The kicker though is that 50 l.y. should be nothing to a million year old civilization that could build self-reproducing intelligent probes. But maybe an ethical civilization would never send these out. First, there would be very likely nothing to find close by, and second, they might consider it immoral to seed a potentially habitable world and make the emergence of a native intelligent race impossible.

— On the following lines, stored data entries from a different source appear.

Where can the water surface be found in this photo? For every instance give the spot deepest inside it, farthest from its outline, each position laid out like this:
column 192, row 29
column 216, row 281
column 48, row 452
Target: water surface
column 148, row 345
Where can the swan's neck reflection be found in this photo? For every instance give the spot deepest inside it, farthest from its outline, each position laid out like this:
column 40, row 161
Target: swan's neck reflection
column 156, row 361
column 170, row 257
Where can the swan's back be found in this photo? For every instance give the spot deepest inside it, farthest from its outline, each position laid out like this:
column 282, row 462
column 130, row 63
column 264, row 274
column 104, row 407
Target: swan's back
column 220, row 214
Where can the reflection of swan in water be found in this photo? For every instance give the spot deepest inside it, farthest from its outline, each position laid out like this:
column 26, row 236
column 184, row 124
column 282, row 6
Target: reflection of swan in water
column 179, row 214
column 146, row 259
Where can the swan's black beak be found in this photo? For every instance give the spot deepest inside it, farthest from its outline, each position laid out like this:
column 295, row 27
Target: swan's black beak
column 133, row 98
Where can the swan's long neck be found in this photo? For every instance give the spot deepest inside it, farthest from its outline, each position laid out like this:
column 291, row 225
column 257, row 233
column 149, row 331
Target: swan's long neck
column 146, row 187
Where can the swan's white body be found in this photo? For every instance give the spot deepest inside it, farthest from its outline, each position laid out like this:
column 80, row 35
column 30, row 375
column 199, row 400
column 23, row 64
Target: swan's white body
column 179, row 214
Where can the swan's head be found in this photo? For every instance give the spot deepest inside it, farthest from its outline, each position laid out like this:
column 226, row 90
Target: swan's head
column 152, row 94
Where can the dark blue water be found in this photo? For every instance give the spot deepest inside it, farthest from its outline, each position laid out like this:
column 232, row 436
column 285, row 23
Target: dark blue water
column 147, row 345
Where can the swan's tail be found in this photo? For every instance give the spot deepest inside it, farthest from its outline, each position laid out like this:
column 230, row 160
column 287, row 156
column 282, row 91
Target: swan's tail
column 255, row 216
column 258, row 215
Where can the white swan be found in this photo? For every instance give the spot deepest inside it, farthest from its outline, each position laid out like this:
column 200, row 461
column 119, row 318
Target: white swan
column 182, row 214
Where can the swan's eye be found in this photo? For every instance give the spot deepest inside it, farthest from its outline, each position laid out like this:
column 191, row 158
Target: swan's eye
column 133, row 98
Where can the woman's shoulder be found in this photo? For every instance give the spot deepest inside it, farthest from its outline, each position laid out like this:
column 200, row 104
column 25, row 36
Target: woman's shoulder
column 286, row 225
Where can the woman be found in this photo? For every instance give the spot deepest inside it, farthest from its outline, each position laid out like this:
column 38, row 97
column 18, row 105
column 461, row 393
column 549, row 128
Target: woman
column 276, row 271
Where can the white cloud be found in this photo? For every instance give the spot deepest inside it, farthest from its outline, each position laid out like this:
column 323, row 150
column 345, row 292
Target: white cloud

My point is that there is so little knowledge that speculation will never be more than that.

[Nic2004]

This is the kind of input I was looking to see. This is one of those thought problems that seems to suggest a solution that the typical person does not want to come to for an answer. I want to believe in UFO’s, but reason and available evidence does not support it. Same with the questions of religion.
Awhile back I read a discussion (yet another) about the existence of GOD and in this an option that was put forward was a super intelligence that exists on a cosmic scale and immeasurable age and is preoccupied with cosmic things and has little to no interest in the brief existence of a few primitives on an obscure and nondescript planet. The reply to this was of course “then what does it matter?”
It is this same kind of feeling I have about the possibility of intelligent life 50 million LY away. So? To far to travel or to even communicate with. Quite possibly extinct before any sign could reach us. This is the reason for my arbitrary limit on distance. If we receive a signal of random communication from somewhere else and it originated even 200 LY away buy the time we said “Hey, we’re here!” or the equivalent in mathematical formula, 200 years back and 200 hundred to get a “Uh, who’s calling?” back, would this be a practical means of communication. Earthshaking, yes. Of practical use, not so much. However, a 50 year one way or less may be do-able given human lifespans and attention spans.
Like Voyager has said, the cosmos is so old and our system is made of previous systems that have gone super nova so the possibility that such a city-builder has come and gone.
As to the ocean-planet type of scenario, I see the highest intelligence in the seas to be former land dwellers. If there was no land at all, no tidal pools for warmth and protection, could/would the proto-life goo have come together for life to begin? There were sea creatures that closely resemble dolphin in body shape in prehistoric times but this is understandable as this is a terrific shape to have for speed and maneuverability in the water. But, would problem solving, self-awareness levels of intelligence have developed if restricted to a ocean-going species?

The concept put forward about inhabitable moons circling a gas giant in near-star orbit is interesting. It does answer some of my apprehension about the “giant sweeper” effect that may prevent earth type planets in the Goldilocks region. Some mention earlier of a “red-dwarf” I think is a bit off. Seems like there are red giants and white dwarf stars and I discount both as likely hosts. The red giant’s lifespan is about 30 million years IIRC and this seem far to short a period for complex life, much less intelligence. The white dwarf is a end product of a sun of greater mass than our own having gone nova and blown off most of it’s components in a massive explosion. I would think this would likely toast any life-bearing planets it may once have had.